Matheus Salomão Homci – Acadêmico do 8º semestre de Relações Internacionais da UNAMA

Em 2016, o Reino Unido votou para deixar a União Europeia, entretanto, só deixou oficialmente o bloco em 31 de janeiro de 2020, um pouco antes do mundo começar a sofrer as consequências da pandemia de covid-19, o que levou ambas as partes a concordarem em manter as negociações do novo acordo comercial até 31 de dezembro de 2020 (BBC, 2021).

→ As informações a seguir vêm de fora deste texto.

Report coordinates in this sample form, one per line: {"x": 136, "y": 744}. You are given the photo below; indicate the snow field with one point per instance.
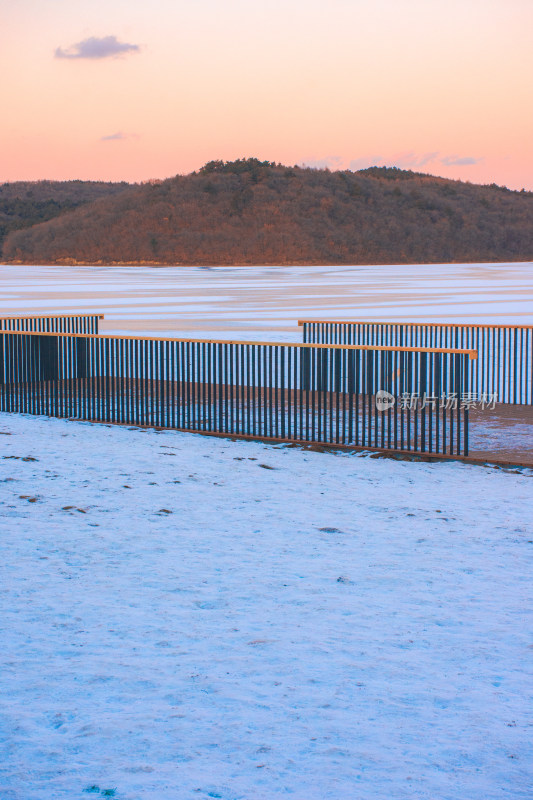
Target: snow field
{"x": 190, "y": 617}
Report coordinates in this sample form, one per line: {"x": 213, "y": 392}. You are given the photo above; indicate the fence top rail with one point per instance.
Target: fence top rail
{"x": 51, "y": 316}
{"x": 413, "y": 324}
{"x": 472, "y": 354}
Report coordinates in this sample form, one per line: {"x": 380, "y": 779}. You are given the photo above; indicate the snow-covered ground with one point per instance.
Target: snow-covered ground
{"x": 189, "y": 617}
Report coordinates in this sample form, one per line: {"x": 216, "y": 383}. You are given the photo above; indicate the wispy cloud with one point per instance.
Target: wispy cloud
{"x": 366, "y": 161}
{"x": 114, "y": 137}
{"x": 96, "y": 48}
{"x": 412, "y": 160}
{"x": 331, "y": 162}
{"x": 460, "y": 161}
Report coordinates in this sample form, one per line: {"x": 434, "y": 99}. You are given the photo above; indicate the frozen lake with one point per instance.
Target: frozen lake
{"x": 266, "y": 302}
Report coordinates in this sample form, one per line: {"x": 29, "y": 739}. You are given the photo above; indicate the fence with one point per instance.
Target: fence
{"x": 291, "y": 392}
{"x": 503, "y": 370}
{"x": 57, "y": 324}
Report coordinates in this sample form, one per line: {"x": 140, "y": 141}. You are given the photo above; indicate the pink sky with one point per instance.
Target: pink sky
{"x": 131, "y": 90}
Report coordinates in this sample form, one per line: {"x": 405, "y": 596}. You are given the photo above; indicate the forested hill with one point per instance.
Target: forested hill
{"x": 253, "y": 212}
{"x": 26, "y": 203}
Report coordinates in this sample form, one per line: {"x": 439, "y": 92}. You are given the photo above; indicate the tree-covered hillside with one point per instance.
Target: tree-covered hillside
{"x": 258, "y": 212}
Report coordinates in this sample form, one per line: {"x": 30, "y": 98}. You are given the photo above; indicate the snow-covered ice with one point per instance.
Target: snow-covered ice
{"x": 191, "y": 617}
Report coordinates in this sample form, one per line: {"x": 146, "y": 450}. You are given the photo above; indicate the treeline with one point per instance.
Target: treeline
{"x": 27, "y": 203}
{"x": 258, "y": 212}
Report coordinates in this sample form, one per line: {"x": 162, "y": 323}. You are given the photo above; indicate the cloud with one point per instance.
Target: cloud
{"x": 412, "y": 160}
{"x": 114, "y": 137}
{"x": 366, "y": 161}
{"x": 329, "y": 162}
{"x": 459, "y": 161}
{"x": 95, "y": 48}
{"x": 417, "y": 160}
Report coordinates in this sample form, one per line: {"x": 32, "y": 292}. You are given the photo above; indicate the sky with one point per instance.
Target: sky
{"x": 135, "y": 90}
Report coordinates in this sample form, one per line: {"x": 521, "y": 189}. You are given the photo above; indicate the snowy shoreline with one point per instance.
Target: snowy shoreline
{"x": 191, "y": 617}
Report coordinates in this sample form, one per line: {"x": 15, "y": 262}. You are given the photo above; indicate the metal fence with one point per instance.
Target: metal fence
{"x": 58, "y": 324}
{"x": 503, "y": 369}
{"x": 330, "y": 394}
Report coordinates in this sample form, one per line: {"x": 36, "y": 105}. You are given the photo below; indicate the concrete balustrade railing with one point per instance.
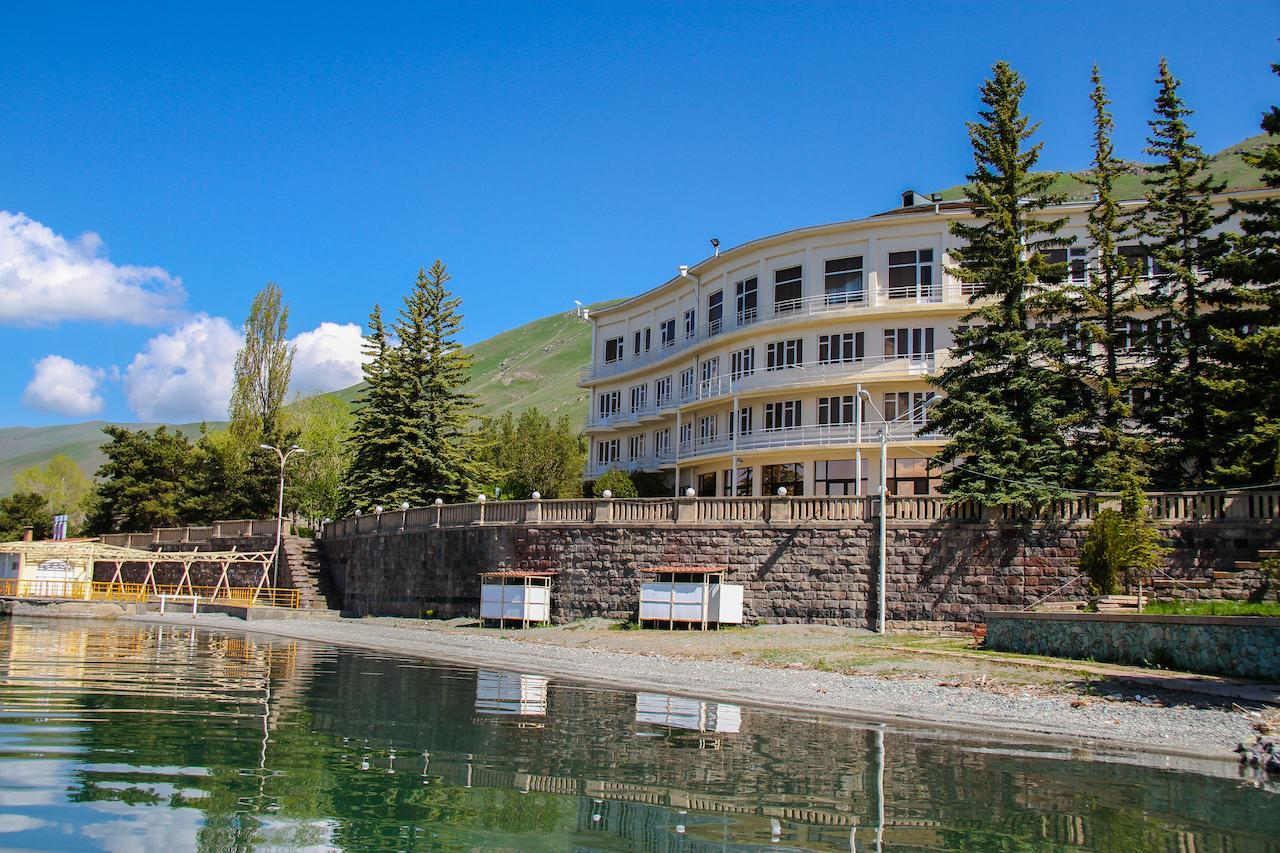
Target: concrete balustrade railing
{"x": 792, "y": 510}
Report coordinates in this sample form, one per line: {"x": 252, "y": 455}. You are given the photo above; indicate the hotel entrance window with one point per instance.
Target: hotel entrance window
{"x": 789, "y": 475}
{"x": 844, "y": 281}
{"x": 910, "y": 276}
{"x": 786, "y": 290}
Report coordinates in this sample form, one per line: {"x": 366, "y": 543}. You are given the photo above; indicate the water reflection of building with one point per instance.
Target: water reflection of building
{"x": 513, "y": 693}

Por conta disso, a ideia de uma União Europeia e a cooperação entre os Estados participantes, que estava em processo de consolidação, floresceu mais quando o debate em torno de uma interdependência ganhou força quando os neoliberais Joseph Nye e Robert Keohane (1977) escreveram sobre o tema, eles defendiam que os processos transnacionais estavam mudando a forma do SI. Isto é, o crescimento do comércio internacional, o avanço na tecnologia de comunicação, o surgimento e atuação de empresas multinacionais, além de trocas culturais entre as populações dos países.

Ademais, seguindo as origens do pensamento liberal, a confiança em instituições internacionais é de extrema relevância para a existência das próprias instituições. Além disso, não apenas confiar na existência delas, mas sim que essas organizações irão ajudar na redução de conflitos e mudar o Status Quo. Portanto, os teóricos de entendimento liberal procuram formas de cessar as guerras e investir na cooperação, seja por organizações internacionais como a ONU, seja em âmbitos supranacionais como a União Europeia.

Entretanto, os últimos dois anos têm sido atípicos para a população do Reino Unido, depois de anos de certa estabilidade, é observado problemas na cadeia de suprimentos, algo que expõe a real escassez de caminhoneiros e em decorrência disto, escassez de diversos produtos, inclusive a recente falta de abastecimento de gasolina.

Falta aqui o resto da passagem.